Суша 2. Характер

Николай Борисович
Общежитий у Калининградского рыбного института было несколько, а жил я все пять лет в том, что на с нерусским трудным для понимания названием улице Генделя. Которую как ни коверкают отправители: и Дембеля, и Пенделя, и даже – сразу видно, образованный человек писал – Ганглия, а письма все равно доходят. Уж больно известная улица: расквартированы там УКГБ по Калининградской области, городская тюрьма с дверью приема передач, да центральный вытрезвитель. Последний пиарит себя нагляднее остальных учреждений: каждую пятницу оттуда выезжают на промысел воронки и раковые шейки с мигалками – студенты дразнят их хмелеуборочными комбайнами – причем по этой нашей Генделя и главной площади города с серым Лениным машины движутся вереницей как на параде, а только потом уже расползаются веером по городу. Ну, и последней достопримечательностью улицы работает соединяющее главный институтский корпус (до 1945 г. – управление гестапо Восточной Пруссии) и городскую тюрьму наше общежитие (до 1945 г. – один из этой самой тюрьмы корпусов).

И живет в нем в одной комнате с одной опять-таки моей приятельницей сказочная девушка Гала Тарасюк. Сказочная потому, что при трех равновеликих вайтлз – и таком же в сантиметрах росте – умеет, отклоняясь назад, доставать затылком попы. Смотреть на эти упражнения сбегается полкурса, но пялятся все в основном на натягивающие футболку сиськи без лифчика.

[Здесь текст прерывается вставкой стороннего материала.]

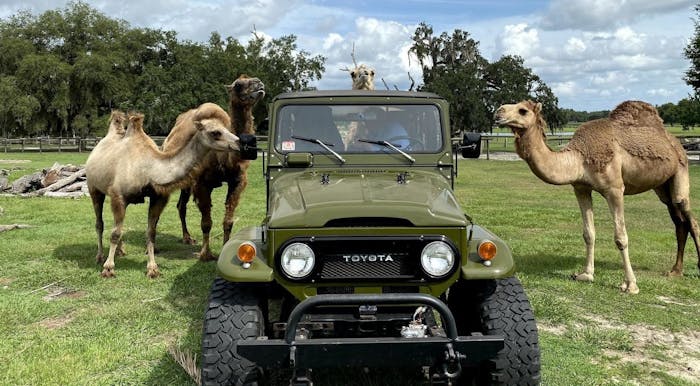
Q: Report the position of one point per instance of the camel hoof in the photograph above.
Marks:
(152, 273)
(206, 256)
(587, 277)
(630, 288)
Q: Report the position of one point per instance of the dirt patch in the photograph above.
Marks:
(14, 161)
(675, 353)
(55, 292)
(56, 322)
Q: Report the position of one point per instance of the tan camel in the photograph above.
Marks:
(134, 168)
(218, 168)
(627, 153)
(362, 75)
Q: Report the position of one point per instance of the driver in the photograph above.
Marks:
(380, 129)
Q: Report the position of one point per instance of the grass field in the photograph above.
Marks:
(62, 324)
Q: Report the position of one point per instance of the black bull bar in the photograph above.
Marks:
(450, 350)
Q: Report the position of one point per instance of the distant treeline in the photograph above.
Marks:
(62, 72)
(685, 113)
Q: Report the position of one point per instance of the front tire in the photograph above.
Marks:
(499, 307)
(235, 311)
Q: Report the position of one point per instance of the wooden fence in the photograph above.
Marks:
(54, 144)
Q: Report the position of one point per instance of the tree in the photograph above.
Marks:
(688, 112)
(692, 52)
(77, 64)
(454, 69)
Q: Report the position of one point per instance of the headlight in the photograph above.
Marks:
(297, 260)
(437, 258)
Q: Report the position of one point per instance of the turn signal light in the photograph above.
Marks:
(246, 252)
(487, 250)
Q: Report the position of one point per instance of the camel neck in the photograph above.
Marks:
(553, 167)
(242, 119)
(173, 167)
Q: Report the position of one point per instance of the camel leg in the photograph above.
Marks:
(155, 208)
(182, 211)
(98, 200)
(118, 211)
(585, 203)
(202, 196)
(680, 197)
(680, 224)
(616, 204)
(233, 197)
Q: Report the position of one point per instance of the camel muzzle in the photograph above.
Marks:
(248, 145)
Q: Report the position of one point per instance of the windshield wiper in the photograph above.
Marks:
(322, 144)
(390, 146)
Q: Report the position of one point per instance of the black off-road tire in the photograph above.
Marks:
(235, 311)
(499, 307)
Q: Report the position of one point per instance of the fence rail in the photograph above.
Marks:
(54, 144)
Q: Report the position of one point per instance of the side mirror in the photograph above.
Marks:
(249, 146)
(263, 127)
(471, 145)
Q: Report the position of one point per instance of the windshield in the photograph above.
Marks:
(359, 129)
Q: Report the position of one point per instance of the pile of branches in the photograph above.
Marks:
(58, 181)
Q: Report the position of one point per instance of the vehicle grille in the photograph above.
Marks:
(368, 258)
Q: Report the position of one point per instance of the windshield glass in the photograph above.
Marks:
(359, 128)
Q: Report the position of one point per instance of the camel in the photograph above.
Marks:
(629, 152)
(362, 75)
(217, 168)
(134, 168)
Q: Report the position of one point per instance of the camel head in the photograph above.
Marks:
(117, 122)
(520, 117)
(362, 78)
(246, 90)
(214, 128)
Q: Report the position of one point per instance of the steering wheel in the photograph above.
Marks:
(414, 143)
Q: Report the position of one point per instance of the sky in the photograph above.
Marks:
(594, 54)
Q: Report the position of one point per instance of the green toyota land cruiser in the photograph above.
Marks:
(364, 257)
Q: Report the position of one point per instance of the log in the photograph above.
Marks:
(5, 228)
(75, 194)
(58, 184)
(27, 183)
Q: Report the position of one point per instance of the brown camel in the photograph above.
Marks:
(218, 168)
(134, 168)
(627, 153)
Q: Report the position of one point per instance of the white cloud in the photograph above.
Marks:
(592, 15)
(518, 39)
(567, 88)
(574, 46)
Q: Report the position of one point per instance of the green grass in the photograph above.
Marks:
(63, 324)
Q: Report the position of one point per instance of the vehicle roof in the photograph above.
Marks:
(357, 93)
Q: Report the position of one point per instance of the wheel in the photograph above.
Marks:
(235, 311)
(499, 307)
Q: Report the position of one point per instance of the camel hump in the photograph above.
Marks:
(135, 123)
(210, 110)
(117, 122)
(637, 113)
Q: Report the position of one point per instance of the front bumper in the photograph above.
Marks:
(451, 351)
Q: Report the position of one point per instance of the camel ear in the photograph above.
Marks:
(538, 107)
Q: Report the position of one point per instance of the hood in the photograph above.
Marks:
(312, 199)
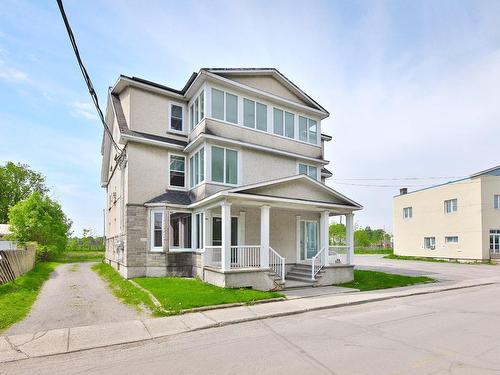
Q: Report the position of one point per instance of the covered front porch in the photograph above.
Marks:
(260, 241)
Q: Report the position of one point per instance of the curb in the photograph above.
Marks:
(258, 317)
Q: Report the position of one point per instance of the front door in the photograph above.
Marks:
(308, 239)
(217, 231)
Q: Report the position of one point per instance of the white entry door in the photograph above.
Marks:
(309, 236)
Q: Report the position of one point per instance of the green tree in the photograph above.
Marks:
(337, 234)
(17, 182)
(38, 218)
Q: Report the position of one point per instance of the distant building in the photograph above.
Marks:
(456, 220)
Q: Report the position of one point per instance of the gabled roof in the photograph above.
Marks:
(266, 189)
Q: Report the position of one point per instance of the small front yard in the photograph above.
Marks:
(175, 293)
(17, 297)
(373, 280)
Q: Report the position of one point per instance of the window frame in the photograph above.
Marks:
(174, 187)
(152, 230)
(453, 208)
(406, 210)
(183, 119)
(201, 169)
(432, 243)
(308, 167)
(224, 174)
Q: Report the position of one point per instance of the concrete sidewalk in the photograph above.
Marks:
(58, 341)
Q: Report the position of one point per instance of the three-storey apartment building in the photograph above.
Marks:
(224, 179)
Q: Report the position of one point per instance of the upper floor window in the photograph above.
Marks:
(407, 212)
(451, 239)
(308, 130)
(176, 116)
(224, 106)
(197, 109)
(177, 171)
(254, 115)
(156, 230)
(430, 243)
(450, 205)
(224, 165)
(197, 167)
(309, 170)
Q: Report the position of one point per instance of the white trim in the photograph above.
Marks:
(149, 141)
(253, 146)
(151, 229)
(183, 130)
(173, 187)
(276, 98)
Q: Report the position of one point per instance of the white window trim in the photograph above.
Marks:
(318, 170)
(238, 167)
(173, 187)
(453, 211)
(270, 119)
(183, 131)
(152, 212)
(410, 211)
(191, 155)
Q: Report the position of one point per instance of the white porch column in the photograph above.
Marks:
(325, 236)
(226, 236)
(349, 223)
(264, 236)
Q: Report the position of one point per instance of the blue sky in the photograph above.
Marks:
(412, 86)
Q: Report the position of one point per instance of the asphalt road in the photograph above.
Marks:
(73, 296)
(455, 332)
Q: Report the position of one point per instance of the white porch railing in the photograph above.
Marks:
(245, 256)
(277, 263)
(213, 256)
(338, 254)
(317, 263)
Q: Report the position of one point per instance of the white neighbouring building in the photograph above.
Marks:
(224, 180)
(456, 220)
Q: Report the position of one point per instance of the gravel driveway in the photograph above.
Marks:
(73, 296)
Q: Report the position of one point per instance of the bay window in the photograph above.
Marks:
(224, 165)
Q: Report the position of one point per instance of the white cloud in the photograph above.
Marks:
(82, 109)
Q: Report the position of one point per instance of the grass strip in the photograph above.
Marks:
(373, 280)
(176, 293)
(125, 291)
(17, 297)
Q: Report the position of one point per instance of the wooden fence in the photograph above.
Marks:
(14, 263)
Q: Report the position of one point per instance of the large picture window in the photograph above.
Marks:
(177, 171)
(156, 230)
(197, 167)
(224, 165)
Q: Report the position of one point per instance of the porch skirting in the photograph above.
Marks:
(259, 279)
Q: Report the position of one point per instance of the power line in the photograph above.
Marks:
(86, 77)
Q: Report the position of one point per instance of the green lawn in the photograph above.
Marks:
(175, 293)
(372, 251)
(426, 259)
(372, 280)
(17, 297)
(124, 290)
(80, 256)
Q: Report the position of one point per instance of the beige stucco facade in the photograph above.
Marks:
(472, 221)
(138, 180)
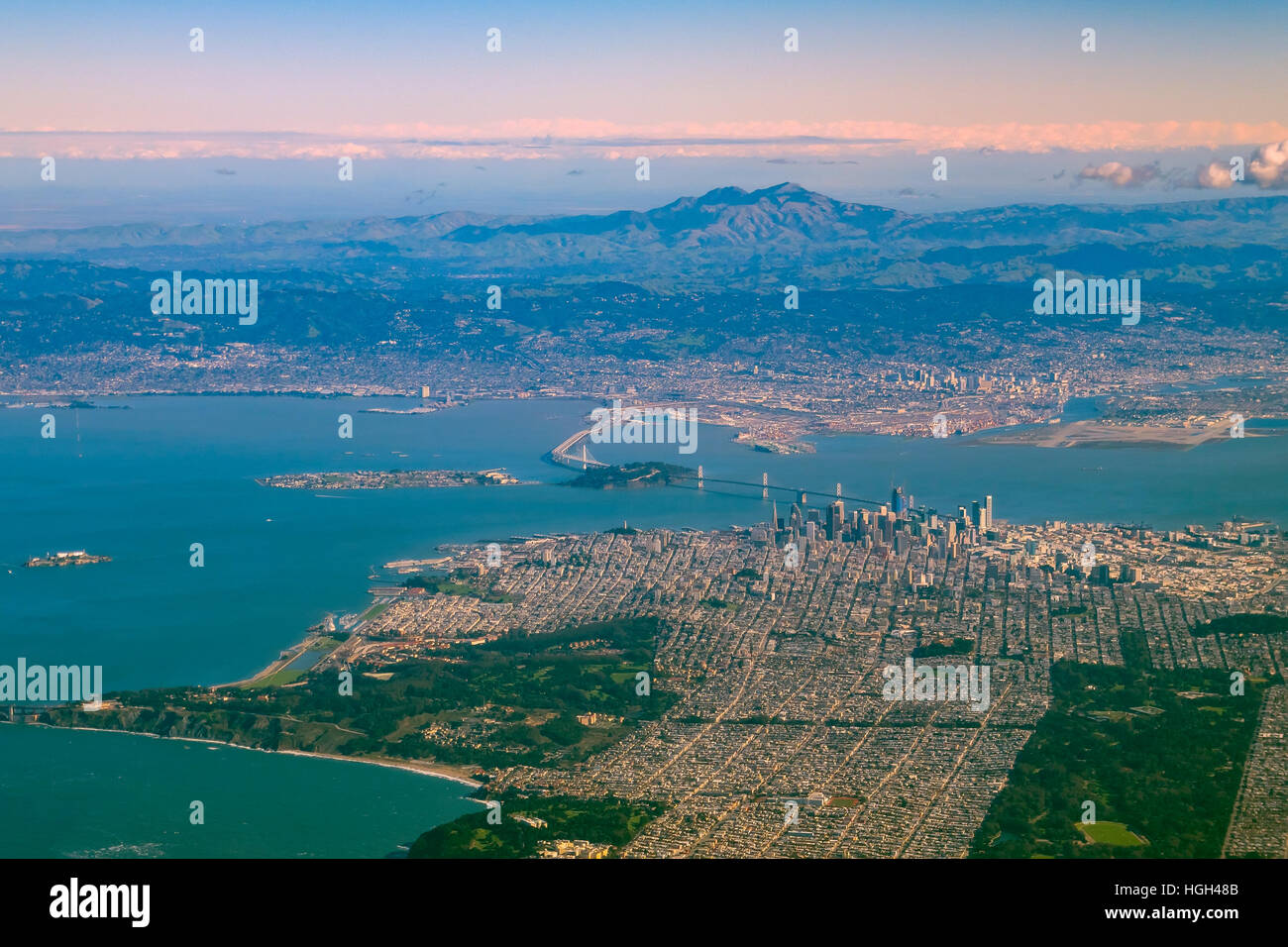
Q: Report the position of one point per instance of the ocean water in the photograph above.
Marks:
(123, 795)
(143, 478)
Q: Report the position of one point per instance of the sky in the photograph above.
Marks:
(579, 90)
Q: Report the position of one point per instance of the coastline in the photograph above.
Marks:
(438, 771)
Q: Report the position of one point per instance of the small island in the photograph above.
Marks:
(389, 479)
(631, 475)
(77, 557)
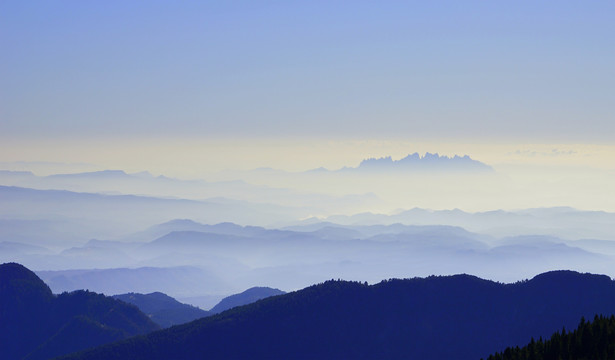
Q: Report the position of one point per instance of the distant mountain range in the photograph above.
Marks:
(427, 162)
(35, 324)
(451, 317)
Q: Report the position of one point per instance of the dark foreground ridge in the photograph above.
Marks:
(452, 317)
(35, 324)
(590, 340)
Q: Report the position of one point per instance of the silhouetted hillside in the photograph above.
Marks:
(35, 324)
(590, 340)
(163, 309)
(247, 297)
(453, 317)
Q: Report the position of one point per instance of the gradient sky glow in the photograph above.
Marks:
(188, 89)
(446, 70)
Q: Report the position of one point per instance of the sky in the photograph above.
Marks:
(186, 88)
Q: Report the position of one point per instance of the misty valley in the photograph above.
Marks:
(109, 264)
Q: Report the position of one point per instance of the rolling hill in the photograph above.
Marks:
(447, 317)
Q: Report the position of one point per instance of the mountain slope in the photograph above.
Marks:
(35, 324)
(247, 297)
(163, 309)
(590, 340)
(452, 317)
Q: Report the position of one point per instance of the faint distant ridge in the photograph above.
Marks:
(427, 162)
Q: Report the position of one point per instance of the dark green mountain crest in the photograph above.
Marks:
(35, 324)
(451, 317)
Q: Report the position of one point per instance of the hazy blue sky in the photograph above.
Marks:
(438, 70)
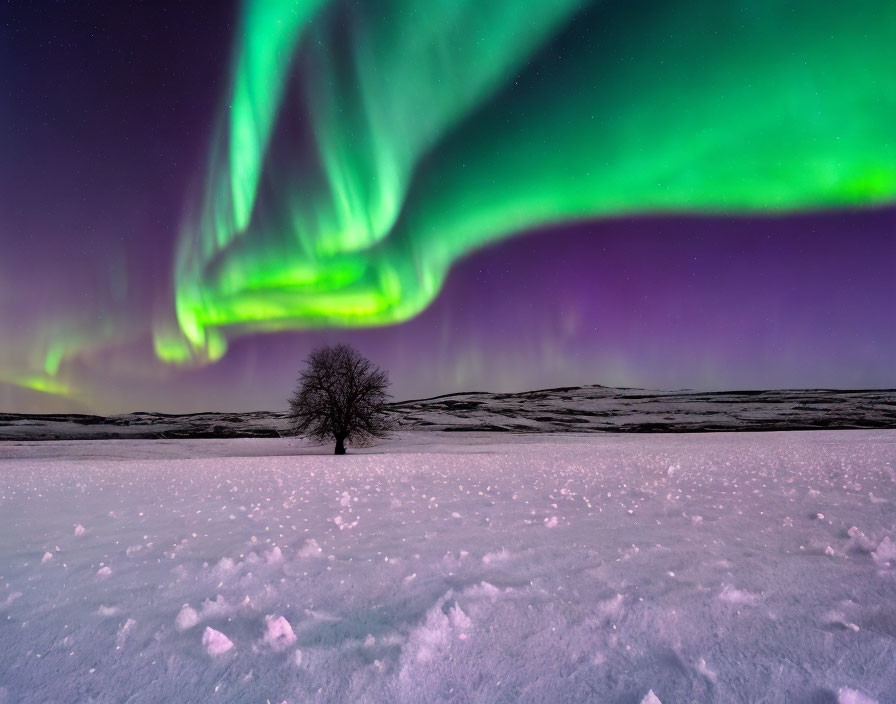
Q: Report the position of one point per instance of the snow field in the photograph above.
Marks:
(636, 568)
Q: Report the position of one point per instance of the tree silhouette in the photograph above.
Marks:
(342, 396)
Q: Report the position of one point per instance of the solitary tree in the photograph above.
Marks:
(341, 396)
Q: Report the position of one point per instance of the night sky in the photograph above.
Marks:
(479, 194)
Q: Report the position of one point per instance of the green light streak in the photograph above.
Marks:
(416, 133)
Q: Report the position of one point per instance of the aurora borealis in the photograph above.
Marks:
(658, 193)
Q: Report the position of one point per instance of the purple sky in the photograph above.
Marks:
(106, 113)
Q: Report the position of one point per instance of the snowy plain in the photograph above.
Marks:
(741, 567)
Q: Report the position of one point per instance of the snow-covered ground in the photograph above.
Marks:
(702, 568)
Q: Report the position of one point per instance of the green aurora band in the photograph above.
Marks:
(365, 147)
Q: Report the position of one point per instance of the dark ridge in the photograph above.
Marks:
(586, 409)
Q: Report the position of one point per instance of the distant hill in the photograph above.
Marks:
(567, 409)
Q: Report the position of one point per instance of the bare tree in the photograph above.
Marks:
(341, 396)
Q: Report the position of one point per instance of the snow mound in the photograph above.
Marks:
(215, 642)
(186, 618)
(279, 634)
(731, 595)
(310, 549)
(885, 554)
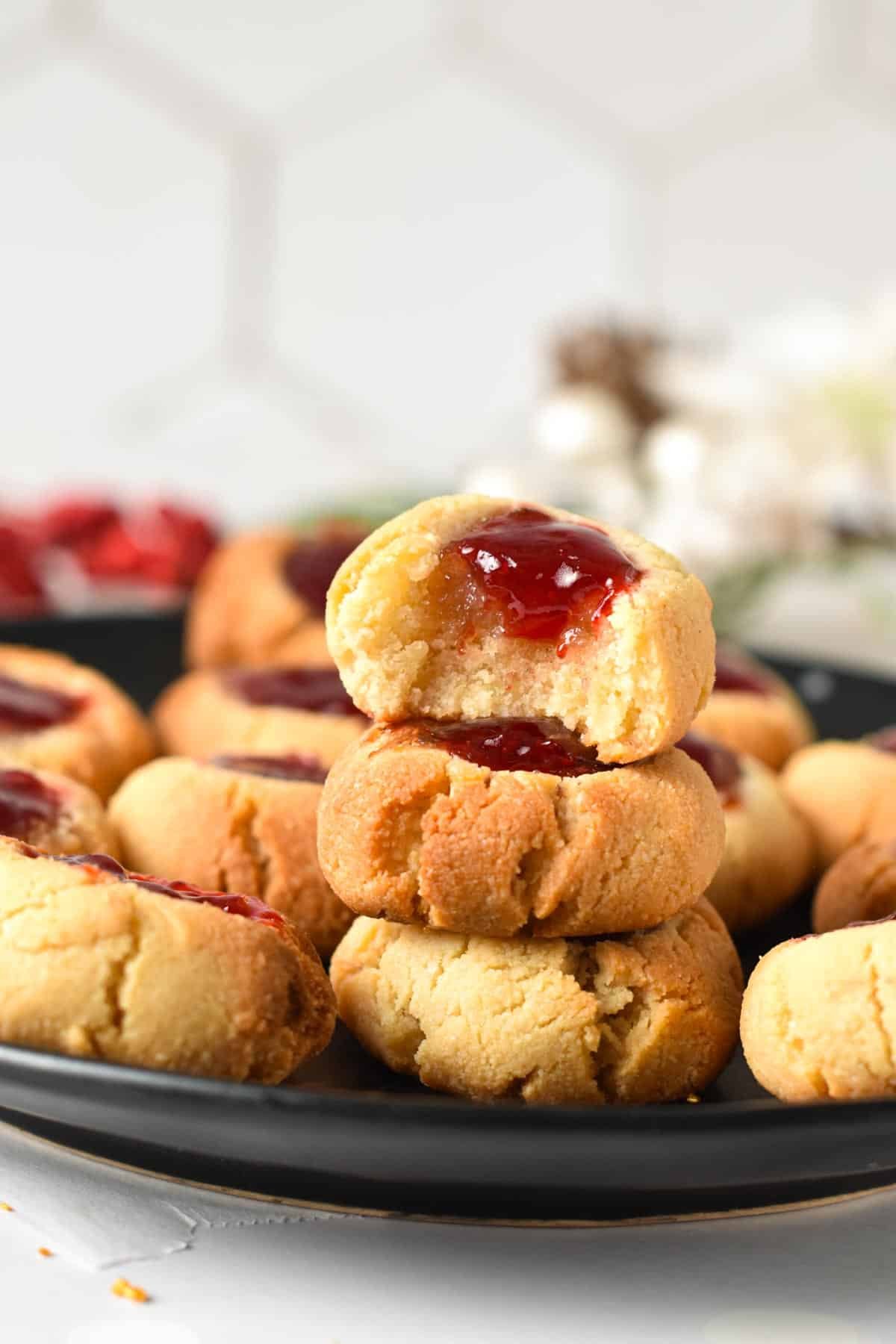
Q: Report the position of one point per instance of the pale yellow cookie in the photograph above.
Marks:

А живет она Строго По Расписанию.
То ли прочитала где-то, то ли услышала, что залогом жизненного успеха является
самодисциплина – и с брезгливостью сторонится нашего раздолбайского существования. Направил ее на учебу – и платил повышенную стипендию – какой-то украинский совхоз, директор которого удумал наделать в оврагах карповые пруды, так что вернуться она может только обратно в родное село. И вернуться она обязана неиспорченной городом. Поэтому девушка не выпивает, не курит и старается к тому же не интересоваться мальчиками. Что достаточно непросто с ее лицом Вячеслава Михайловича Молотова, сиськами мухинской колхозницы и непонятно на чем разработанной гибкостью.
Поэтому над кроватью у нее висит аккуратно вычерченный график: подъем, умывание
(холодной водой в общей умывалке: душ включают раз в неделю), гимнастика, завтрак, занятия (с учетом институтского расписания по дням недели) в аудиториях, занятия в библиотеке…
И два часа в день на чтение. Час по специальности про карпоразведение, а второй час – культурная художественная литература: Дрюон, Пикуль и Распутин с Мопассаном.
Так вот, читает она непременно с заведенным будильником. И как только тот прозвенит – то есть, просигналит, что отведенный час прошел – как читать перестает. Хоть бы и на середине фразы. Берет ручку и ставит после слова, на котором застает звонок, галочку. Объясняет, что если давать себе поблажку и после звонка не останавливаться, а расчитываться и дальше, особенно про интересное – с этого-то все разгильдяйство и начинается.

Несгибаемой воли ведь пример. А мы-то, даже когда и звоночек уже прозвенит, и после шестой кружки пива, бывает, остановиться не можем.